In a subsequent message an additional five items are added and the collector remarks:

"This becoming quiet worrying because of the scale. This is going to end up in the dozens, if not hundreds". [...] These are not rings that match in style, all these rings are the exact same rings that show up on a Russian /Ukrainian collection site way before they show up in auction [...]".
One of them was posted on a Russian metal detecting forum in 2018 with the person who probably found it asking for date and value. He was told it was worth there 2000 roubles (= c. 20-23 euros) but the estimate in the UK auction was 600-800 pounds. It seems that not all metal detectorists are in it "not for the money"... As Lodewijk (who seems to be Dutch) notes: 

So a Russian ring dating 17th-19th century, posted on 23-6-2018 at a Russian metal detecting forum shows up at [...] auction 17-5-2019 as a 1300-1500AD Silver medieval crusader ring? And with a provenance of "purchased in the European art market in the 1980's" .

The medievalist in me also is prompted to ask just what the dealer had in mind calling a ring of the 14th to 16th century "Crusader", which "Crusades" did they have in mind?   

Veteran Canadian dealer Robert Kokotailo ventures on the forum:

I see this as proof the provenances on these particular objects are simple made up out of thin air, which may have legal implications at various levels. The one that concerns me the most is for potential buyers if they have to import the objects based on false provenance declarations. It is likely the exporter would face the consequences but you never know for sure if the local authorities don't fully understand what happened, or don't care who is at fault and decide to go after the importer as he is local to them so easier to get to. Keep in mind, while those provenance can be proven false, we don't know for certain if the seller is guilty of creating false provenances, or if the objects are coming to them from consignors/ sellers who are providing those provenance. I am pretty sure if the authorities got involved and wanted to know, figuring that out would not be difficult.
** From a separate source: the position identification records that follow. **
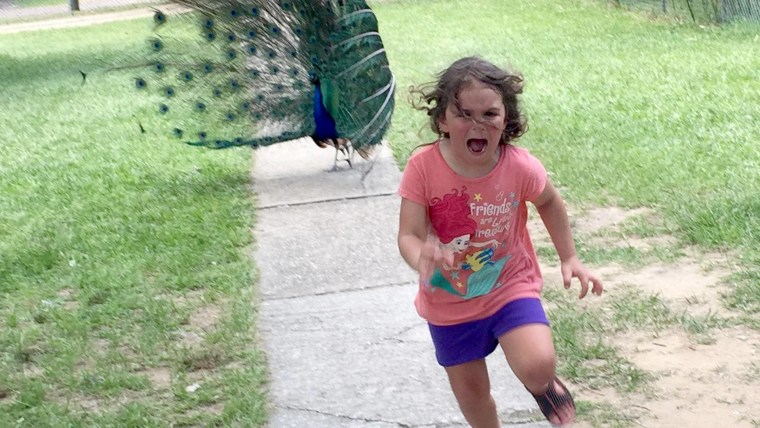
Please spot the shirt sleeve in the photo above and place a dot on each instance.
(412, 184)
(535, 177)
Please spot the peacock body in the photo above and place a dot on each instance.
(257, 72)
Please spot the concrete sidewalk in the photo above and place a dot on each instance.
(345, 345)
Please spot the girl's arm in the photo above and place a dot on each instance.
(420, 251)
(551, 208)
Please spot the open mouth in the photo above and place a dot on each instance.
(477, 145)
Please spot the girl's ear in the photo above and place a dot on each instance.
(443, 127)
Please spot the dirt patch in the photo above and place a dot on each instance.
(697, 383)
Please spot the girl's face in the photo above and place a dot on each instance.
(475, 127)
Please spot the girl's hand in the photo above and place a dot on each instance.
(432, 254)
(573, 268)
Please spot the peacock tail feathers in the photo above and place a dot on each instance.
(232, 73)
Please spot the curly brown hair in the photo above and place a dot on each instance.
(435, 97)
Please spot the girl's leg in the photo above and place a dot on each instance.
(530, 353)
(472, 389)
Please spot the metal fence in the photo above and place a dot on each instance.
(714, 11)
(27, 10)
(702, 11)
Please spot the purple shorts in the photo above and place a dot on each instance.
(473, 340)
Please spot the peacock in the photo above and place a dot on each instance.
(232, 73)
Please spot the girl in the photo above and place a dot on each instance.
(462, 226)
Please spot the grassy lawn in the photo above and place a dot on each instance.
(126, 284)
(125, 276)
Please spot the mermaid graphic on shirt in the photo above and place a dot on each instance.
(475, 271)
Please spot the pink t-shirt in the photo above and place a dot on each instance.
(483, 220)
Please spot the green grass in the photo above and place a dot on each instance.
(115, 243)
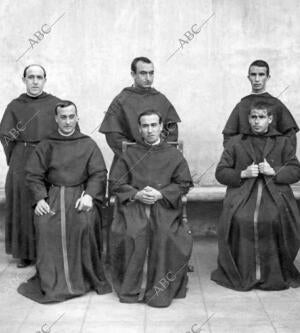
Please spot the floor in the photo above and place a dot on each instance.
(207, 307)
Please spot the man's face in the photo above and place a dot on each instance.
(66, 119)
(259, 121)
(258, 78)
(150, 128)
(34, 80)
(143, 78)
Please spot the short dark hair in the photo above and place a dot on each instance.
(261, 106)
(149, 112)
(136, 60)
(27, 67)
(64, 104)
(260, 63)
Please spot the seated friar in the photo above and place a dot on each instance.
(150, 245)
(67, 177)
(259, 228)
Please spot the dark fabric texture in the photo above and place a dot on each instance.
(26, 119)
(278, 223)
(121, 119)
(76, 163)
(167, 240)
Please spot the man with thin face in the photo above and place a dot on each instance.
(259, 228)
(148, 181)
(282, 121)
(66, 175)
(120, 121)
(26, 121)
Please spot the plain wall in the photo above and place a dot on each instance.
(88, 53)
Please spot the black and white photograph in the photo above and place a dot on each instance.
(149, 169)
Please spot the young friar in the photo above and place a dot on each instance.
(259, 228)
(282, 119)
(150, 245)
(67, 177)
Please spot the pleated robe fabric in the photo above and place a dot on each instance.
(150, 234)
(283, 121)
(259, 228)
(121, 119)
(68, 250)
(26, 121)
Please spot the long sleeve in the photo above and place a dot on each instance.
(119, 182)
(232, 125)
(226, 173)
(96, 183)
(289, 171)
(36, 169)
(8, 133)
(180, 183)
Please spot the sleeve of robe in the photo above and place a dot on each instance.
(289, 171)
(96, 183)
(181, 181)
(232, 125)
(36, 168)
(226, 174)
(7, 134)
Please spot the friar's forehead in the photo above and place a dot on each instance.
(259, 111)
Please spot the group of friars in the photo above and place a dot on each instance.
(56, 188)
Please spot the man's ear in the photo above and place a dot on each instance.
(270, 119)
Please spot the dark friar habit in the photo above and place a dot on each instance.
(283, 121)
(68, 253)
(150, 234)
(121, 119)
(26, 121)
(259, 230)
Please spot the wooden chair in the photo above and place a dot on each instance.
(179, 146)
(184, 217)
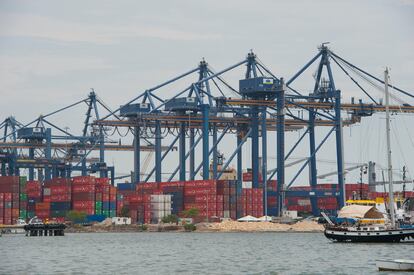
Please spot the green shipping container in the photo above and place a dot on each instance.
(23, 214)
(30, 214)
(109, 214)
(58, 213)
(23, 197)
(23, 181)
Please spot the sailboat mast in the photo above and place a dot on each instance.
(388, 131)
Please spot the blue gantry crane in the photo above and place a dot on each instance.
(46, 151)
(199, 116)
(204, 112)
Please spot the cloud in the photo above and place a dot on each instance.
(407, 2)
(35, 26)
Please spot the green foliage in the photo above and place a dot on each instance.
(191, 213)
(170, 219)
(125, 211)
(189, 227)
(76, 216)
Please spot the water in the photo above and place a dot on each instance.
(192, 253)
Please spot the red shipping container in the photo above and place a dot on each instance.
(83, 188)
(83, 180)
(83, 204)
(199, 191)
(102, 181)
(60, 198)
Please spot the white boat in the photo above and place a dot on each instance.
(395, 265)
(382, 232)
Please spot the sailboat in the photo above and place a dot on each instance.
(389, 232)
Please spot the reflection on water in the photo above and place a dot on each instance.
(192, 253)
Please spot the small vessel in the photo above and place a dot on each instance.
(376, 232)
(395, 265)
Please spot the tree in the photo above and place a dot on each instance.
(191, 213)
(125, 211)
(76, 216)
(170, 219)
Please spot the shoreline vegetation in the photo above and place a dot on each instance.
(225, 226)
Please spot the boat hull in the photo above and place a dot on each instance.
(397, 265)
(384, 236)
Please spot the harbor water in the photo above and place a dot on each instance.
(192, 253)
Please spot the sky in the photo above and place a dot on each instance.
(53, 52)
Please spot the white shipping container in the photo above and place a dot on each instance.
(46, 191)
(121, 220)
(304, 202)
(247, 184)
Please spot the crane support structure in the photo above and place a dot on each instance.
(196, 110)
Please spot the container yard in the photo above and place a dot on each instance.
(191, 125)
(264, 105)
(148, 203)
(206, 137)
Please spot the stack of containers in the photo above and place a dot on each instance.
(123, 190)
(101, 188)
(252, 201)
(146, 214)
(60, 194)
(147, 188)
(42, 210)
(23, 198)
(202, 195)
(176, 190)
(134, 202)
(34, 195)
(226, 199)
(83, 194)
(9, 188)
(112, 201)
(105, 198)
(160, 207)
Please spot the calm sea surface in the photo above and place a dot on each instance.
(192, 253)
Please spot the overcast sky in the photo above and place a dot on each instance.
(53, 52)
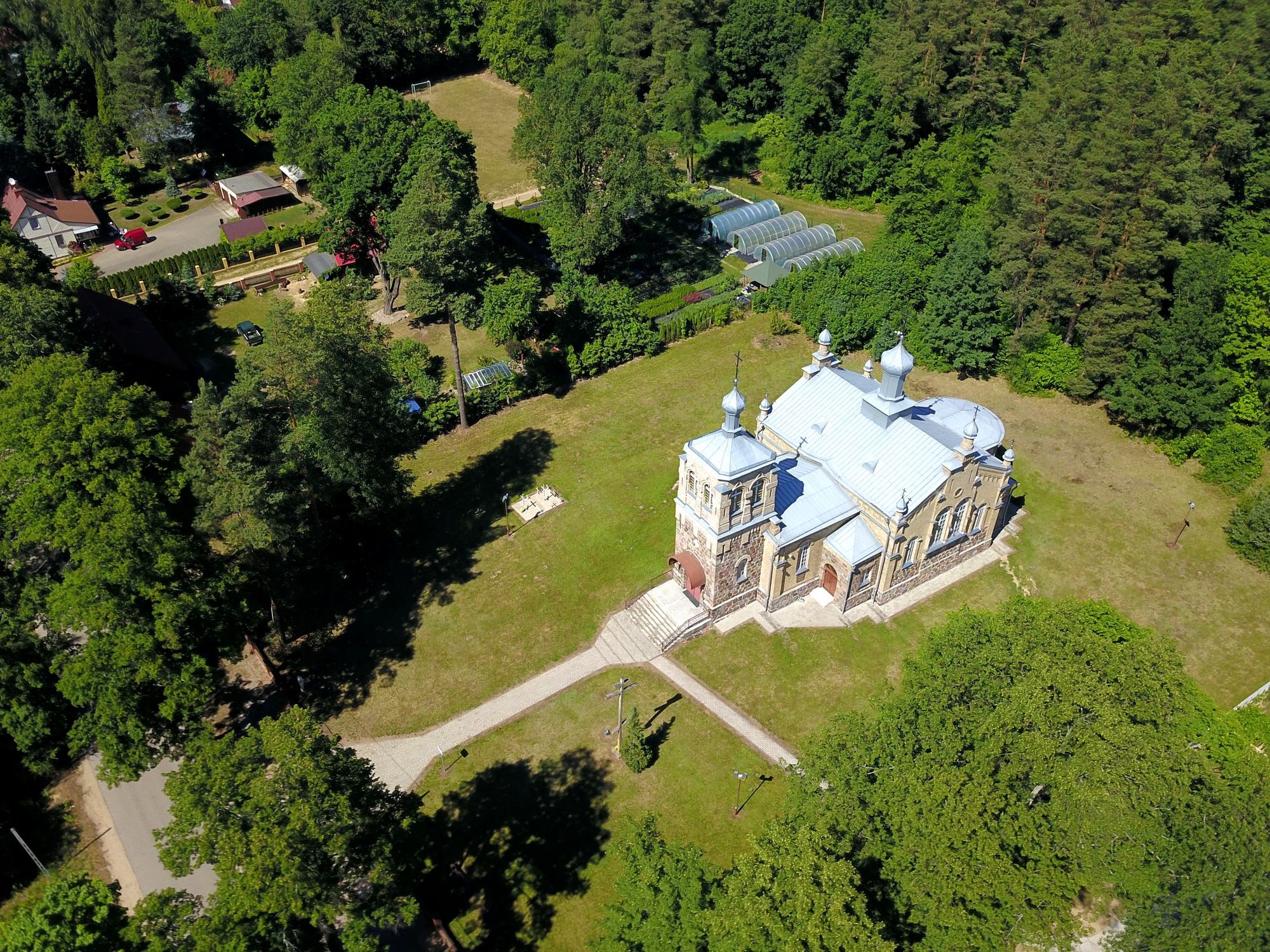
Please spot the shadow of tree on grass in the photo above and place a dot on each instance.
(509, 841)
(431, 552)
Eventually things catch up with people. Just ask [ ] in New York. 
It seems that the seller (and their suppliers) as well as the auction venue (so three groups of people involved in this trade) all have some important questions to answer about how they establish the veracity of the collection histories they pass on to the buyers. How reliable is this information?

Mr Kokotailo is right, the collection history is not just an optional nicety these days, it is fundamental to determining the identity of the object. This affects all collectors now, so there was some enthusiasm on the forum for the method Lodewijk had used to discover these problematic issues. So he decided to do some more
[I] just did a very basic image search through Yandex and look what pops up, and that's without trying. Thing that worries me how this is going to go with other sellers, I am going to do some try outs this weekend.
And that I'll leave to another post. This actually could be quite a game changer.